AS THE year draws to a close, South Africa’s biggest banks say they are lucky they have so far not taken drastic action similar to that by some of their global peers in order to revive stalled growth.
Global banking groups such as UBS, Citigroup and Barclays have endured the indignity of retreating from markets and operations to protect revenue amid tepid growth. They have also been cutting costs through retrenchments and selling noncore units to shrink balance sheets and comply with the Basel 3 capital and liquidity ratios.
Some observers say their actions reflect a sense of panic about the prolonged slowing global economic recovery, and the effect on their business of demands by regulators that they hold higher capital buffers to protect balance sheets from rogue behaviour or unexpected financial shocks.
Local bankers say they have a different worry: how to use cash-flush balance sheets to expand earnings, improve muted loan growth and also deal with renewed regulatory pressure as the government tightens oversight over the financial sector.
Sim Tshabalala, a deputy CEO of Standard Bank Group, says he is concerned about the effect on business growth of a slower economic growth rate next year.
"We are very hopeful that it will be a better year than 2012 for the banking industry," he says.
Nedbank CEO Mike Brown says the macroeconomic outlook is not rosy and has not been helped by the crisis in Europe and slowing growth in countries like China.
"The toughest challenge remains the uncertain global economic environment and its effects on our economy," Mr Brown says.
He says particularly worrying is contagion of the South African economy by the "seemingly neverending issues" in Europe where many economies are in recession, the looming fiscal cliff in the US and the slowing Chinese growth. These factors can affect growth in South Africa, leading to slower job creation.
Despite the problems, South African banks have so far managed double-digit earnings growth, which analysts say they achieved even during the height of the last credit crisis.
But the analysts say the question is whether this performance can be sustained in future.

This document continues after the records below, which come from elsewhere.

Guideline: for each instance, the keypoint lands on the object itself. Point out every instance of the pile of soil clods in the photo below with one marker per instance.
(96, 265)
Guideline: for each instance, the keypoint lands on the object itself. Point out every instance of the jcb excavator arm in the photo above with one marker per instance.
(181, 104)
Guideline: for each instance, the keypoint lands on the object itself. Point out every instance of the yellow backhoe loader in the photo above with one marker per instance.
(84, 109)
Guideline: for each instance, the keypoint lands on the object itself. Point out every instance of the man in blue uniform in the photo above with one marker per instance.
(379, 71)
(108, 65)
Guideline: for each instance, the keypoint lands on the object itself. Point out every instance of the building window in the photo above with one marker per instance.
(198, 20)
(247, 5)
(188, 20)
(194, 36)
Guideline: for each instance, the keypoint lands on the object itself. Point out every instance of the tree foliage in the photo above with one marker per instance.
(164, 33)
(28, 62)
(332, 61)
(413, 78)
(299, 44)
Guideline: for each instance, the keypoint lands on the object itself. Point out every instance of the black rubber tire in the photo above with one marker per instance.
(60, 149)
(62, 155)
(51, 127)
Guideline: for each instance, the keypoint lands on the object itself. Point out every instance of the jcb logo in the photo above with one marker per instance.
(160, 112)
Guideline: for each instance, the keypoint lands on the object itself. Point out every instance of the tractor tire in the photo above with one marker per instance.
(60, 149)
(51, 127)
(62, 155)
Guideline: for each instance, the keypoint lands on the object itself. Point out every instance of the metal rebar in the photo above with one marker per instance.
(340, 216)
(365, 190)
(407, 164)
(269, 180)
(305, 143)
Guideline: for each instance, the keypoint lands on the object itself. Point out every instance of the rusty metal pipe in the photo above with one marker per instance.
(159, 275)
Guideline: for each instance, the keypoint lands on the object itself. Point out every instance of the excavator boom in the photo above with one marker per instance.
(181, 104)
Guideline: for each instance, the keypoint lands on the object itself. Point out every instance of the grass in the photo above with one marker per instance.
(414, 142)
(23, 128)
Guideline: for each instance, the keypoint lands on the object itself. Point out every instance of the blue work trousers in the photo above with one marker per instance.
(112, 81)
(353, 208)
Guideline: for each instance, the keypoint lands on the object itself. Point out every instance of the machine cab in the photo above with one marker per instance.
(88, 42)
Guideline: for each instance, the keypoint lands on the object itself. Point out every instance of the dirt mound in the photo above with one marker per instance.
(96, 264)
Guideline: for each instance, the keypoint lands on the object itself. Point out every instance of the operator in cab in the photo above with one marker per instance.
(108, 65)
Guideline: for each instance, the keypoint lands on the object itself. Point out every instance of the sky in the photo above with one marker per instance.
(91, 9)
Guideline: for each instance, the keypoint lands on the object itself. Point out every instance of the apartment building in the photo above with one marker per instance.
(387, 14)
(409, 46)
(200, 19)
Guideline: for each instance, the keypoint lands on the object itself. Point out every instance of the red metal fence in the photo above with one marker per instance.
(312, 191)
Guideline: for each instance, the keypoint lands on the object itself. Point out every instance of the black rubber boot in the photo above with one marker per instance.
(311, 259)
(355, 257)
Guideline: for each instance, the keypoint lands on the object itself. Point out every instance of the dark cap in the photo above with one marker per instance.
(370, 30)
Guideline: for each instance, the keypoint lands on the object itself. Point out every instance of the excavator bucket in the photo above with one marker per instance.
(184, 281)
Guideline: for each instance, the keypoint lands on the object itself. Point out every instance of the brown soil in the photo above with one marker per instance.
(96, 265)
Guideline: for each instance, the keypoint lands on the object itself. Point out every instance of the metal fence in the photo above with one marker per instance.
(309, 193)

Banks, who are aware of the effect of unchecked loan growth on impairments, have until recently been expanding into the unsecured market. But the pace is slowing down as the government raises a red flag over high consumer debt.
Banks have also innovated by repricing new mortgage and vehicle and asset finance and implemented hedging strategies to protect balance sheets from the negative endowment effect of low interest rates. Bankers say they will continue with these strategies next year, although they admit revenue growth could be tough to achieve.

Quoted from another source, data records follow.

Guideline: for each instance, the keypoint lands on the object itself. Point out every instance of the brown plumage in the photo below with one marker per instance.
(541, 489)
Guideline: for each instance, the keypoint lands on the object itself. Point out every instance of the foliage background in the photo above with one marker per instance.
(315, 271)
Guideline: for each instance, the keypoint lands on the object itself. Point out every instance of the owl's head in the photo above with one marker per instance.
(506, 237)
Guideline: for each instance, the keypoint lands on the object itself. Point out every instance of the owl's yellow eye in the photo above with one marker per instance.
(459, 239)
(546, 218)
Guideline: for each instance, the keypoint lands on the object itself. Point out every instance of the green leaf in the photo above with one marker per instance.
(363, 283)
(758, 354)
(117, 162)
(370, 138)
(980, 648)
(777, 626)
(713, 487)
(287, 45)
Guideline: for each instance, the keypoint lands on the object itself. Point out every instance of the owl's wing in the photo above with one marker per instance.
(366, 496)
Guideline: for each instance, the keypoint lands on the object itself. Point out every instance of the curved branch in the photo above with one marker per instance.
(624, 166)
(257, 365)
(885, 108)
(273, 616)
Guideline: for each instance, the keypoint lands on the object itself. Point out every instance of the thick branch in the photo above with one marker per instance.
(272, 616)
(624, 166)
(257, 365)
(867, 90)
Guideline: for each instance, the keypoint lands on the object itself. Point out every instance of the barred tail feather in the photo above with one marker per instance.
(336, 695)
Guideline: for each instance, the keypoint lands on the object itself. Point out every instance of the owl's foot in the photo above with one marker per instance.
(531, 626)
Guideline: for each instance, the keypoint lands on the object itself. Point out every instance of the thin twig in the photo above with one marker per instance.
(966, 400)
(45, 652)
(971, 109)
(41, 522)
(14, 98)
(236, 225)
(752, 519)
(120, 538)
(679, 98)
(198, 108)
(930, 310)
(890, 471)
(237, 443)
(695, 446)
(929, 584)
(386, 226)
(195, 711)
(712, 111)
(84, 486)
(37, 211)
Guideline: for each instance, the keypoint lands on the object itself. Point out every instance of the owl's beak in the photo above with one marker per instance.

Johann Scholtz, head of research at Afrifocus, says investors should temper their optimism about some banks achieving double-digit earnings growth next year or even beyond, as they might struggle to expand loan growth.
"It is going to be a challenging environment for the banks to grow lending on the retail side," Mr Scholtz says.
He says pressure applied by the government on banks to cut fees will reduce noninterest income growth. Standard Bank has already announced it will not increase fees next year for the second year in a row, as an example.
"In the current uncertain global economic environment strong revenue growth will be challenging for most banks globally," says Adrian Cloete, an equity analyst at Cadiz Asset Management.
"Competition in retail banking with respect to fees on transactional banking has also increased recently, with banks trying to entice new customers," Mr Cloete says.
First National Bank CEO Michael Jordaan says bank earnings are likely to come under pressure next year.
"In South Africa, banks will be affected by the continued unemployment crisis, heightened by the strike action we have seen in the last few months, and the significant slowdown in gross domestic product growth," Mr Jordaan says.
The downside risks for banks will remain should the economy slow further, he says.
Bankers also fret about additional financial and nonfinancial regulations.
"Regulatory changes continue to demand significant time and focus. Examples of this include Basel 3, (the) treating customers fairly (policy and the) twin peaks legislation," says David Hodnett, Absa’s group financial director.
Mr Tshabalala says over the past two years, banks have faced nearly 100 new proposed policies, laws or regulations. "Each creates new regulatory requirements that in turn mean that systems must be altered, forms must be redesigned and reprinted, staff must be trained, and customers need to be kept informed," he says.
Mr Brown says Basel 3 capital and liquidity rules are "top of mind" issues at Nedbank.
"We are well positioned for the capital issues under Basel 3 and have already done our parallel runs of all the new regulatory returns required for Basel 3," Mr Brown says.
"Our common equity tier 1 (ratio) on September 30 was 10,7%, already well above the future Basel minimum (requirements). We will continue to build our liquidity buffers in response to the 2015 requirements for the liquidity coverage ratio," he says.